逆算の政治学

安倍総理の今の目標は、消費税増税と、TPP成立と、憲法改正だと言えるであろう。
ということは、今年には間違いなく、参議院選挙があり、できれば、衆参同時選挙をやりたいと思っているわけだから、合わせて「大勝」できなければ、安倍総理が考える憲法改正は行えない。
しかし、彼にしてみれば、憲法改正のために、リフレ政策にコミットメントしてきたのだから、今の、景気後退局面のまま、選挙に突入するわけにはいかない、ということになるであろう。
そこで、安倍政権は何を行ってくるか。
おそらく、一つの特徴として、選挙が開始したとき、野党が攻撃のネタとしようと思っていることを、次々とさせない、ということになるであろう。
その一つが、在特会問題である。

【しばき隊完全勝利】ヘイト動画削除要請を無視し続けてきたニコニコ動画が法務省に怒られあっさり削除w

在特会のデモは、もしも「一般」の人が、この内容を知れば知るほど、かなり「ヤバい」ものであることが、どんどんと広がっていくであろう。

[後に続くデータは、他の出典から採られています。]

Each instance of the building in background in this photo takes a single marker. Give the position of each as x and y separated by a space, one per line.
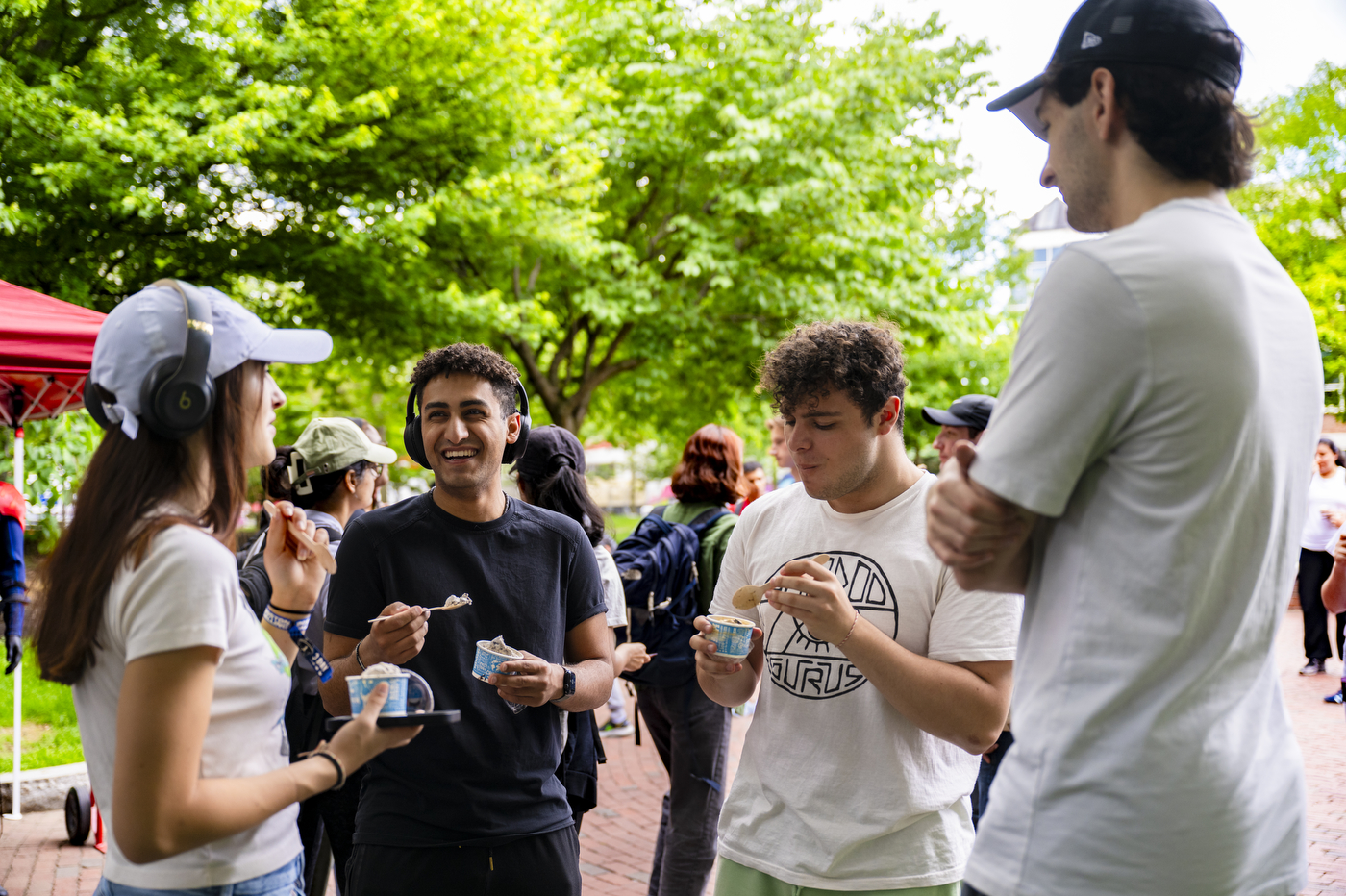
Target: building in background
1046 236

しかも、自民党の党の役職についていた、かなりの大物が、そもそも、在特会と「懇意」であったことが、分かっている。
もしかしたら、この在特会問題こそが、今回の選挙の帰趨を決するのかもしれない。
自民党選挙対策は、CIAの手先であった戦後からずっと、「工作員」戦術であった。まず、国民のアンケートをとり、なにが、自民党の人気にとって、クリティカルであるのかを調査する。そして、徹底して、このアンケート結果で、問題となった部分を集中して、対策する。
自民党にとって、この「アンケート」で、国民の反応の鈍い部分は、言わば、「どうでもいい」わけである。自民党が行わなければならないのは、国民がアンケートで敏感に反応した部分である。つまり、ここさえ、うまく「パッチ」すれば選挙に勝てる。国民など「ちょろい」わけである。

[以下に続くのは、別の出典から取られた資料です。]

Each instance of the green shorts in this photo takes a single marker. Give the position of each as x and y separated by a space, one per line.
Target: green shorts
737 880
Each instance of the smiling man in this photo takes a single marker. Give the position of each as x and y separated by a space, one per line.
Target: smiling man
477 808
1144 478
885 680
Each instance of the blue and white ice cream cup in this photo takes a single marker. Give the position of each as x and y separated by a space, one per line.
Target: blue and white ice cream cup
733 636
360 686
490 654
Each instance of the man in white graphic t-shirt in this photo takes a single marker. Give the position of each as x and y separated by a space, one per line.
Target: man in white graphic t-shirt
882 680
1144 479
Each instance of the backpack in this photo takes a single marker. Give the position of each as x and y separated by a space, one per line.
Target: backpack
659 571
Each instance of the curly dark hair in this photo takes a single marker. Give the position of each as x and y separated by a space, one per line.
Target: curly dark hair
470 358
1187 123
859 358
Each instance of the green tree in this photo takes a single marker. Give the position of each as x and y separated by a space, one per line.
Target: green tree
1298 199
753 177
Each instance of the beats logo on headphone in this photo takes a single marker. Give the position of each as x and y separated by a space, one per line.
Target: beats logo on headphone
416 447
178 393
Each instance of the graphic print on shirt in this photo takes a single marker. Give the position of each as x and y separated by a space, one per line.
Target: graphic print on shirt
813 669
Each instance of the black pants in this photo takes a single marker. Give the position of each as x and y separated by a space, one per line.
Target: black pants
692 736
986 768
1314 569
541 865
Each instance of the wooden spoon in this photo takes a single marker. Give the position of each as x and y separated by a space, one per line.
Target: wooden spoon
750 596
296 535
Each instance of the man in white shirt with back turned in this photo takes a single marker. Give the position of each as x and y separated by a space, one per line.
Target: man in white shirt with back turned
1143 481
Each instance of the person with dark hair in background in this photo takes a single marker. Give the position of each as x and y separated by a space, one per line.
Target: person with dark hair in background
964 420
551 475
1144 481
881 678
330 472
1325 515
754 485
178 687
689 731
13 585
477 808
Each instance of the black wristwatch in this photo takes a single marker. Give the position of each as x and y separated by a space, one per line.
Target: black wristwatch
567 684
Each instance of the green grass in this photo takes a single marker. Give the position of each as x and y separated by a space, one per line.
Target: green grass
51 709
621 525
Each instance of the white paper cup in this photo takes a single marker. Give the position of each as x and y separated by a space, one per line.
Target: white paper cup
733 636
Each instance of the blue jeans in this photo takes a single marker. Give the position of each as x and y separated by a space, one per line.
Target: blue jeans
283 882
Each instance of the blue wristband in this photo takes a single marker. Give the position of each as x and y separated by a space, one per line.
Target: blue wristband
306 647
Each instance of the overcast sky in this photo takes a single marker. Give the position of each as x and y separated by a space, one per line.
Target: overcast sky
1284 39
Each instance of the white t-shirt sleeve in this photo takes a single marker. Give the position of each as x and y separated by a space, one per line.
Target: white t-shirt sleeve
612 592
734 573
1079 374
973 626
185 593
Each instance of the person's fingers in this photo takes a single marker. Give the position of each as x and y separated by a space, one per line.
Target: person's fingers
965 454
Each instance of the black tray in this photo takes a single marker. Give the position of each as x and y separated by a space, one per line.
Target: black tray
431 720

しかし、上記のリンクであるが、ニコニコ動画は、法務省の言いなりだったわけか。これ。今後の日本のサブカルチャーにおいて、大きな禍根を残したのではないだろうか。あまりにも、ニコニコ動画の対応が悪すぎる。
あのさ。
在特会の問題というのは、非常に重大な問題なわけでしょう。これ。ハンパな考えでいたら、大変なことになってしまうわけでしょう。日本のこれからのことを考えたら、本気で、取り組まなければいけない、最も重要な課題だったんじゃないか。
それを、ニコニコ動画は、「お金儲け」に利用した。いや。利用しただけでなく、「言い訳」まで、してたわけでしょう。つまり、在特会に一定の「正当性」を、与えていた(実際に、それで、ニコニコ動画は、「お金儲け」までした)。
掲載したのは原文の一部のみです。